Arena Race is a deadly option, in which you either finish first or you’re the last ship standing. There are no respawns and the damage you take increase with every lap, so good luck. Last Man Standing mode is the closest you will get to a battle royale in a racing game. Each lap makes your ship faster as you navigate the crazy twists, turns, and leaps. Many will get destroyed and only the last man standing will win.
Speed Mode adds additional turbos to each map and you have to stay above the target speed to gain points. The player with the most points will win at the end of that mode. Lastly, there’s a Boss Mode, in which all your skills are tested in a seemingly endless fusion of different tracks with no loading screens. The boss mode is a true test of skill and endurance and I would recommend that you attempt this only after you’ve really got a hang of the game.
I’d like to say that it’s been a very long time since I’ve played an AG racer. For me, this game was a nostalgia trip, but also a breath of fresh air. If I had to give a complaint it would be how dizzying some of the maps can get but I also think it might enhance your reflexes. The music is great too, sometimes the beats get a little thrown off when you go through different turbos, but if you’re a fan of house music you might feel the urge to start shuffling.

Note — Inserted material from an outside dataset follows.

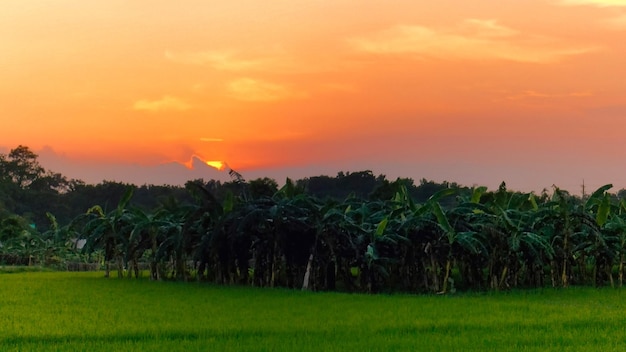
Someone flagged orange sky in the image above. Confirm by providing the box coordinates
[0,0,626,192]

Overall, Redout 2 is an incredible game with so many options that it’s impossible not to love it. Every regular racing game after this is going to look like a slow day compared to this. The game goes for $29.99 Standard, $44.99 Deluxe, and $49.99 Ultimate Edition. Redout 2 is available now on PC, Xbox Series X/S, PS5, PS4, Xbox One, and the Nintendo Switch coming soon. Get your hover ship pilots license and boost your way to be champion of the galaxy now!
This review was written based on a digital review copy of Redout 2 for the Xbox Series X provided by 34BigThings and Saber Interactive.